Instituto OCA: De acordo com dados do IBGE, ainda é mais expressivo o número de mulheres sem qualquer ocupação em relação aos jovens do sexo masculino. Como o gênero pode ampliar ainda mais esse contexto de vulnerabilidades?

Glória Diógenes: As políticas públicas são muito generalistas, universalistas. Elas homogenizam situações que têm nuances. E é próprio da política pública não atuar dentro de situações específicas e singulares, dentro de contextos de vida, de gênero, de orientação sexual. Mais do que nunca, essa situação das meninas na pesquisa realizada por nós mostra a necessidade de uma política pública que possa se voltar para dinâmicas de vida, situações psicossociais, contextos de gênero, de sexualidade, de situação familiar, de trajetória de vida diferenciada. Isso também é algo que a geração N vai mostrando que é muito necessário, capacitar os educadores sociais, os agentes públicos responsáveis pela atuação e produção de projetos. Porque se gasta muito dinheiro em ações que às vezes são tão generalistas que não batem ou conseguem afetar, sensibilizar ou serem práticas na vida das juventudes. Nós não entendemos profissionalização como algo separado de uma visão de promoção de direitos sociais e políticos, nada está separado. Ela precisa ser voltada para o exercício da cidadania, o direito à cidade, à vida, ao acesso às políticas públicas. E a geração N revela um mapa eloquente que mostra essa diversidade, e qualquer política pública que se volte para ele, para essa pesquisa terá os atalhos, rastros e caminhos para que se possa atingir essas meninas que muitas vezes tiveram que abrir mão de suas próprias vidas.

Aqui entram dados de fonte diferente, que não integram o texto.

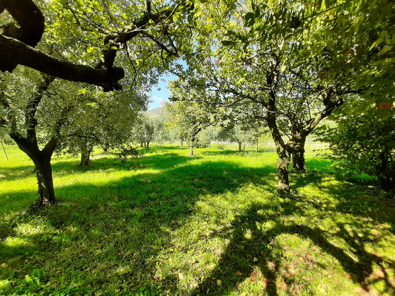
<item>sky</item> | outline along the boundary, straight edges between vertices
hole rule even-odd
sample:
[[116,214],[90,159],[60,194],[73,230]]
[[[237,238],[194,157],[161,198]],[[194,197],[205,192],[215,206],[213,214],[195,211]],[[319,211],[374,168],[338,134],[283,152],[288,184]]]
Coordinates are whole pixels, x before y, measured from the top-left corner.
[[148,110],[152,110],[158,107],[162,107],[160,103],[169,98],[170,91],[167,89],[167,80],[172,80],[176,78],[176,76],[172,74],[163,75],[160,77],[159,83],[156,87],[152,88],[151,92],[151,101],[148,106]]
[[[185,61],[179,61],[178,63],[184,67],[184,70],[186,70],[187,64]],[[156,87],[153,87],[151,91],[151,100],[152,103],[148,105],[148,110],[152,110],[158,107],[161,107],[160,102],[167,100],[169,98],[170,92],[167,89],[167,81],[173,80],[177,78],[177,76],[171,73],[167,73],[160,76],[159,83]]]

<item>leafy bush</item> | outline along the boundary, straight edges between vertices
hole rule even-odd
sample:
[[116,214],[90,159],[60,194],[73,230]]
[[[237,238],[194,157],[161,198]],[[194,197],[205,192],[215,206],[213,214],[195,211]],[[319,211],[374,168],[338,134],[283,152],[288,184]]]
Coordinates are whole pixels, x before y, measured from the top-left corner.
[[116,160],[119,160],[121,163],[125,163],[128,159],[130,160],[131,166],[139,165],[138,159],[144,156],[145,152],[139,151],[138,147],[135,147],[132,144],[120,145],[117,148],[118,151],[115,158]]

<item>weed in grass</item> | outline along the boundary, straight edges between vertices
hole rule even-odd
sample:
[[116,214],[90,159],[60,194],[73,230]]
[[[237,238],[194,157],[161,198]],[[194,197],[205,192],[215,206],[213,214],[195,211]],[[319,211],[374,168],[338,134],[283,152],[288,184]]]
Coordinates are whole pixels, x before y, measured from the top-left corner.
[[33,164],[6,148],[2,295],[395,293],[394,200],[313,153],[281,194],[273,153],[153,146],[135,170],[54,158],[59,202],[38,210]]

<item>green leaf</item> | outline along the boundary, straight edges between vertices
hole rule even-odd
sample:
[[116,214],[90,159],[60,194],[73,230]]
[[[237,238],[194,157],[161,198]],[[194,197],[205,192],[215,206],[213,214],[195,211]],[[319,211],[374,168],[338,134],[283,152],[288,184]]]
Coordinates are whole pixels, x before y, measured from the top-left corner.
[[236,42],[234,41],[231,41],[230,40],[223,40],[221,41],[221,43],[222,43],[225,46],[234,45],[236,44]]
[[379,38],[377,40],[376,40],[373,42],[373,44],[372,44],[372,46],[370,46],[370,48],[369,49],[369,50],[371,50],[372,48],[373,48],[375,45],[377,45],[379,44],[383,41],[384,41],[384,39],[383,38]]
[[102,6],[101,4],[97,1],[95,1],[93,4],[95,5],[95,7],[99,9],[100,11],[103,11],[103,6]]
[[393,47],[393,46],[392,46],[392,45],[390,46],[386,46],[385,47],[383,48],[383,49],[380,51],[380,52],[379,52],[379,54],[383,54],[383,53],[385,53],[386,52],[390,50],[391,48],[392,48]]
[[82,1],[82,0],[76,0],[76,1],[77,2],[77,4],[79,7],[83,7],[83,1]]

Instituto OCA: Pesquisas como essa mostram a importância de parcerias de instituições que estudam as juventudes. Há perspectiva de trabalhos futuros envolvendo o LAJUS e o Instituto OCA?

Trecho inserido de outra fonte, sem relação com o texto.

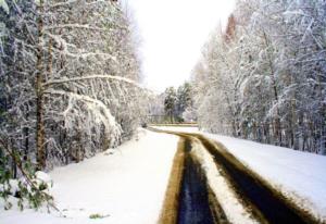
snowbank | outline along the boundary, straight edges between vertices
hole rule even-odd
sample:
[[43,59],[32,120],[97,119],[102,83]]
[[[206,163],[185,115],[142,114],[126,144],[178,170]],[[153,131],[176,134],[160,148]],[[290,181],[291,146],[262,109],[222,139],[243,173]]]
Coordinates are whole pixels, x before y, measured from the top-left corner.
[[55,169],[50,173],[51,194],[61,214],[48,214],[46,210],[2,210],[1,224],[155,223],[177,140],[172,135],[141,130],[139,140]]
[[[200,133],[196,127],[156,127]],[[202,133],[222,142],[244,165],[316,216],[326,220],[326,157]]]

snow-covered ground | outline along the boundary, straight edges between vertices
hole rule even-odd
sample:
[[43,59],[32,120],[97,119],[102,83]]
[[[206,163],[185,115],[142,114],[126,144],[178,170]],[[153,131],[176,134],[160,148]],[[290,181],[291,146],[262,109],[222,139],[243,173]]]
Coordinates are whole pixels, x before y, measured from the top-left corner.
[[[156,127],[200,133],[196,127]],[[300,206],[326,220],[326,157],[202,133],[222,142],[244,165],[268,181]]]
[[[1,224],[153,224],[164,200],[178,138],[141,129],[139,140],[50,173],[61,214],[3,211]],[[113,153],[112,153],[113,152]],[[105,217],[92,220],[92,214]]]

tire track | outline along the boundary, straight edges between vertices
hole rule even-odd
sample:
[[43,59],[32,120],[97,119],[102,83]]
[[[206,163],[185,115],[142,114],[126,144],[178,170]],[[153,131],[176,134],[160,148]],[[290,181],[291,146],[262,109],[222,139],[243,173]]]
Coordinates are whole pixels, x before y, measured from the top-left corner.
[[[222,171],[223,176],[227,181],[228,185],[236,192],[239,201],[247,208],[247,210],[252,214],[255,220],[259,220],[260,223],[271,223],[271,224],[315,224],[323,223],[315,216],[313,216],[309,211],[301,209],[293,201],[285,197],[280,191],[273,188],[269,183],[263,179],[255,172],[248,169],[243,165],[238,159],[236,159],[227,149],[220,142],[210,140],[202,136],[201,134],[192,133],[178,133],[170,130],[160,130],[155,128],[149,128],[153,132],[167,133],[177,135],[180,139],[185,141],[191,141],[193,139],[200,141],[200,144],[205,148],[205,150],[212,155],[216,167]],[[186,147],[184,147],[186,148]],[[191,149],[190,149],[191,150]],[[185,152],[187,154],[187,152]],[[185,161],[188,155],[185,155]],[[193,162],[195,161],[195,162]],[[189,163],[189,162],[185,162]],[[193,167],[200,167],[200,164],[192,160],[189,164],[186,164],[185,169],[188,172],[196,173]],[[190,169],[189,169],[190,167]],[[192,170],[192,171],[191,171]],[[172,175],[174,175],[172,173]],[[183,173],[183,177],[189,174]],[[206,177],[195,177],[191,176],[187,178],[206,178]],[[203,171],[201,174],[203,175]],[[206,179],[204,181],[206,183]],[[181,183],[181,182],[180,182]],[[196,183],[196,182],[195,182]],[[212,190],[206,185],[206,189],[203,190],[204,194],[214,195]],[[202,187],[199,187],[201,189]],[[179,192],[181,194],[183,188],[179,187]],[[200,194],[201,195],[201,194]],[[183,198],[183,197],[181,197]],[[181,198],[177,199],[179,202]],[[214,206],[214,209],[211,209],[211,216],[220,216],[220,219],[213,219],[213,223],[227,223],[225,214],[221,209],[220,202],[216,197],[206,197],[205,201],[209,200],[210,208]],[[220,208],[220,209],[218,209]],[[179,212],[179,207],[176,212]],[[193,213],[197,210],[192,210]],[[217,213],[212,211],[218,211]],[[220,214],[218,214],[220,213]],[[222,214],[222,219],[221,219]],[[210,222],[179,222],[177,219],[174,223],[211,223]],[[164,223],[165,224],[165,223]],[[168,223],[167,223],[168,224]]]

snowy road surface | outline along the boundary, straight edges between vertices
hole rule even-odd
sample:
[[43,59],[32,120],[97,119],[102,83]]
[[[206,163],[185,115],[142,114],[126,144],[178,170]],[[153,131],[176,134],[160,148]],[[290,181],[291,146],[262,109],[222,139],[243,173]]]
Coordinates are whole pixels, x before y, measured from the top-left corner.
[[[0,223],[153,224],[160,216],[177,141],[172,135],[141,130],[138,141],[124,144],[114,154],[55,169],[50,173],[52,192],[62,215],[0,208]],[[108,216],[91,220],[91,214]]]
[[[201,133],[192,127],[158,128],[183,133]],[[325,157],[231,137],[201,134],[223,142],[227,149],[221,144],[217,144],[217,147],[221,146],[230,152],[231,157],[235,155],[236,160],[244,165],[244,169],[254,171],[259,177],[266,181],[272,188],[289,201],[298,204],[301,210],[309,211],[310,214],[319,219],[319,222],[326,223]],[[218,161],[218,163],[221,162],[223,161]],[[261,196],[256,202],[260,200],[263,200]],[[261,207],[263,206],[262,203]],[[268,211],[268,208],[266,210]]]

Glória Diógenes: Eu me sinto muito feliz e todos nós do LAJUS por estarmos nas pesquisas junto com o OCA, nas lutas que o OCA se envolve, eu acho que essa união de forças com a universidade e o Instituto OCA traduz a relevância do tema “cada vida importa”. A nossa ideia de pesquisa, tanto LAJUS como OCA, não é de pesquisa por pesquisa, mas sim de que a pesquisa é uma operacionalização e não um dado apenas. Ela é uma força de vida, ela tem ação, o poder e o compromisso de agir. Nós fazemos pesquisa para intervir no mundo social, para dar força e visibilidade às lutas existentes, às demandas existentes, às vidas das pessoas, ao que as pessoas esperam de suas vidas. E poder orientar políticas públicas, criar elos de comunicação entre políticas públicas e mundos de vida. Essas alianças são extremamente necessárias para que a universidade exerça seu papel de traduzir e colocar em prática uma ciência a favor da vida e comprometida com os direitos. Pesquisar para transformar. E agora estamos nos integrando em outro projeto, o Fortaleza Cromática, que se trata de dar pulsão de vida à criação, à transformação de iniciativas de juventudes da periferia que estão, a partir de suas ações, reinventando a cidade, recriando possibilidades. E mostrar a partir disso o potencial e inventividade dessa juventude das periferias.